Question

Calculate the uncertainty in position of an electron if the uncertainty in the velocity is 5.7*10^5 msec^-1

Answer 1

Heisenberg's Uncertainty Principle states that there is a fundamental limit to the precision with which some quantities can be measured.

In the Uncertainty Relation of Position and Momentum, the better you know one quantity, the lesser precision you have with the other. 

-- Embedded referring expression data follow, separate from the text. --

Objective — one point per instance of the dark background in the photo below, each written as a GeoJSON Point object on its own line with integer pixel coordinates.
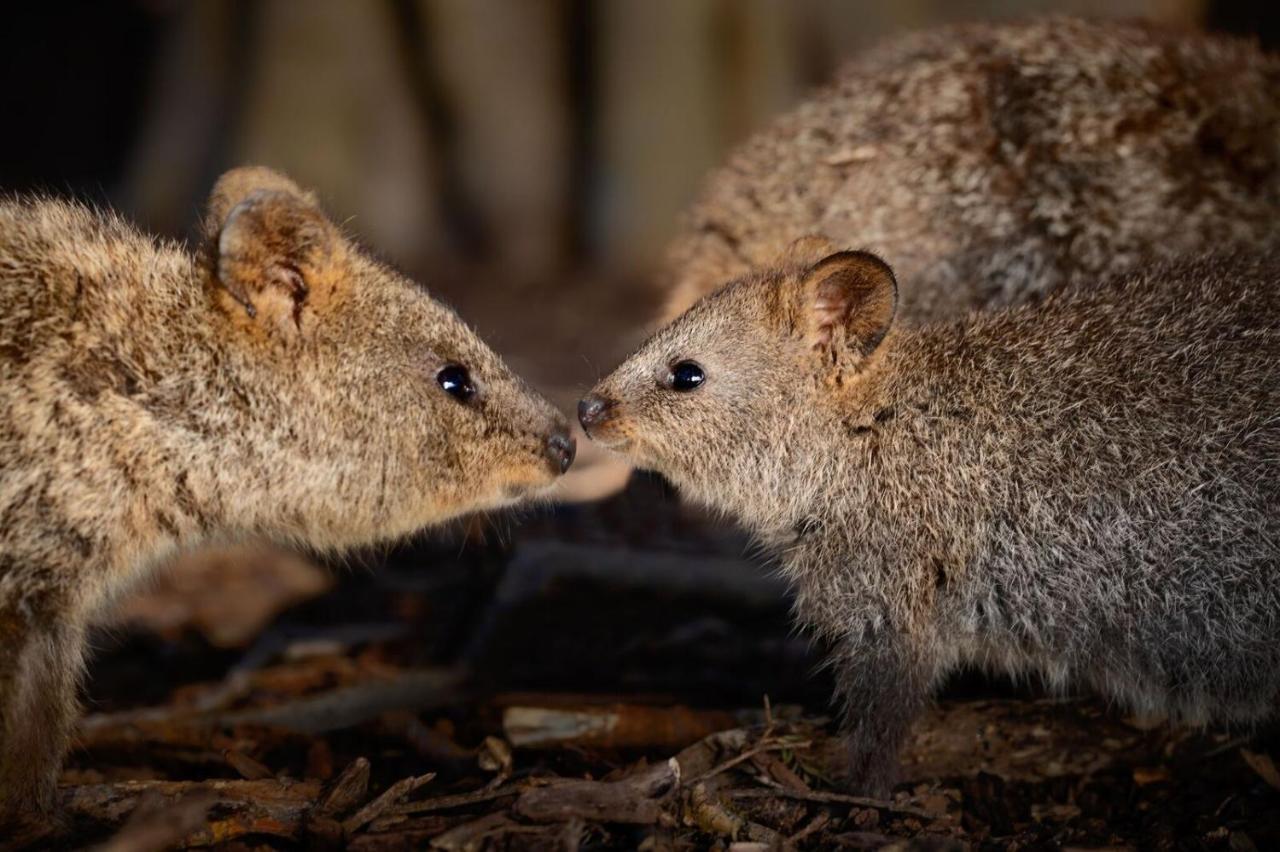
{"type": "Point", "coordinates": [526, 160]}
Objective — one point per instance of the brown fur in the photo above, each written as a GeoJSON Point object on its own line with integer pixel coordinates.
{"type": "Point", "coordinates": [1083, 490]}
{"type": "Point", "coordinates": [279, 384]}
{"type": "Point", "coordinates": [997, 163]}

The product of position and momentum of a quantum particle is never less than a certain value. The mathematical form is:

$\displaystyle \Delta x . \Delta p \geqslant \frac{h}{4\pi}$

Here,

$\Delta x$ = Uncertainty in Position
$\Delta p$ = Uncertainty in Momentum


We can write Momentum as 

$p=mv$

And since the mass of an object is constant, we can write:

$\Delta p = m\Delta v$

And we can rewrite the Heisenberg Equation as:

$\displaystyle \Delta x . m\Delta v \geqslant \frac{h}{4\pi} \\ \\ \\ \implies \Delta x .\Delta v \geqslant \frac{h}{4\pi m}$
_______________________


Here, our data is:

$\Delta v = 5.7 \times 10^5 \, \, m/s$

Also, the particle under consideration is an electron. And we also know the value of Planck's Constant. Our additional data is:

$m = 9.1 \times 10^{-31} \, \, kg \\ \\ h = 6.626 \times 10^{-34} \, \, Js$


We can find uncertainty in position as follows:


$\displaystyle \Delta x . \Delta v \geqslant \frac{h}{4\pi m} \\ \\ \\ \implies \Delta x \geqslant \frac{h}{4\pi m\Delta v} \\ \\ \\ \implies \Delta x \geqslant \frac{6.626 \times 10^{-34}}{4\pi \times 9.1 \times 10^{-31}\times 5.7 \times 10^5} \\ \\ \\ \implies \boxed{\bold{\Delta x \geqslant 1.02 \times 10^{-7} \, \, m}}$


Thus, The Uncertainty in Position is at least $\bold{1.02 \times 10^{-7} \, \, m}$